Şehirler farklıdır, eğer “hemşehri harekatı” yapmayı önemli buluyorsanız “Trabzonlu”yu kazanmak için söylem üretip Diyarbakırlıyı kaybetmek mümkündür.
Etnik kökenler farklıdır, eğer bir etnik kökeni kazanmayı hedeflemişseniz. Hatta bir etnik köken içinde bile farklılaşmalar söz konusudur.
Mezhepler farklıdır, dilinizde veya durduğunuz yerde mezhep tınısı varsa.
Dinler farklıdır hatta, din, söyleminizin ana omurgasını oluşturuyor, farklı din mensuplarına aykırı bir pozisyon alıyorsanız.
Aynı din içindeki duyarlılıklar farklıdır hatta.

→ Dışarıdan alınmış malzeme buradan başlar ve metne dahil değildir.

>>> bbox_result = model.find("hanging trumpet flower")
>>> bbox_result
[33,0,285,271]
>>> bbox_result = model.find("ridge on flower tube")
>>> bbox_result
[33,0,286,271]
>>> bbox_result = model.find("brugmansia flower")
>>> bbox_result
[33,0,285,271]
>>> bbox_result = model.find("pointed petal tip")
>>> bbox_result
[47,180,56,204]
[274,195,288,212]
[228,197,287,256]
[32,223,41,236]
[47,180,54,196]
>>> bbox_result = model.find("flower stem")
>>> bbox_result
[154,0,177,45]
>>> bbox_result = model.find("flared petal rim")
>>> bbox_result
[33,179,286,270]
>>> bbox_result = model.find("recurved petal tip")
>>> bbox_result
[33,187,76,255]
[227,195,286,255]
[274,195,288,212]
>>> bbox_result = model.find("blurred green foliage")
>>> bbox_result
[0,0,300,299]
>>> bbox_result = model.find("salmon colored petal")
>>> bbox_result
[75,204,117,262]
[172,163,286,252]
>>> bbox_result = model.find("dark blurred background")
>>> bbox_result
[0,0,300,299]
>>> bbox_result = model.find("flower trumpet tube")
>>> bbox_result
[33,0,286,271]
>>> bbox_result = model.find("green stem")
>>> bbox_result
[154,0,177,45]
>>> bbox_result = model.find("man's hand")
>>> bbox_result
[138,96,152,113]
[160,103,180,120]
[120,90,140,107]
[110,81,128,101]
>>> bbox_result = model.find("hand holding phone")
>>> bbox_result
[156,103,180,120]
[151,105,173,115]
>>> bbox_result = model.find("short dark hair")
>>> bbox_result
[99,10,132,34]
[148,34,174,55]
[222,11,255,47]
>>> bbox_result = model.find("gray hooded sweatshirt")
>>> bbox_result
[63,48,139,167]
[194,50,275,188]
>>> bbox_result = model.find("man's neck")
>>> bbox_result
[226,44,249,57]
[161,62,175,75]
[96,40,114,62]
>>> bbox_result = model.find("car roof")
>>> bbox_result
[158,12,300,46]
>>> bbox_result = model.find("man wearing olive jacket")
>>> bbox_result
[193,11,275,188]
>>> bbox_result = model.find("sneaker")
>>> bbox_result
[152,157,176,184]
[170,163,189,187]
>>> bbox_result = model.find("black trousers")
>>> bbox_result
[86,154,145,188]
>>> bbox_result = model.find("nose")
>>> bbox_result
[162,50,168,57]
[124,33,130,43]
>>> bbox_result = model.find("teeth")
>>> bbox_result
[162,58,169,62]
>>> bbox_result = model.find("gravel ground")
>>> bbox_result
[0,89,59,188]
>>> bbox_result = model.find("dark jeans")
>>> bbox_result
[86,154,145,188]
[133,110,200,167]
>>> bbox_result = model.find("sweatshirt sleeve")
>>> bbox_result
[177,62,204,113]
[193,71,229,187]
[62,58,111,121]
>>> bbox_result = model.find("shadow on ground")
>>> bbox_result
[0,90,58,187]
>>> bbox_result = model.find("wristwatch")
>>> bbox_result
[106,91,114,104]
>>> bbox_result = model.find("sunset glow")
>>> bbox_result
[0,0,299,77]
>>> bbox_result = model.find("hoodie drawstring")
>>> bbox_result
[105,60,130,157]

Ilımlısından radikaline kadar çok geniş bir yelpaze söz konusudur.
Milliyetçilik, söyleminizin ana omurgası ise orada da hem etnik farklılaşmayı dikkate almak zorundasınız hem de milliyetçilik dozunun kimi nasıl etkileyeceğini dikkate almak zorundasınız.
Biz, yazarlar da ifadelerimizde buna dikkat ederiz. Konferans verdiğimizde de karşımızdaki kitlenin çeşitliliğini dikkate alır, sözlerimizin kimseyi yaralamamasına itina ederiz.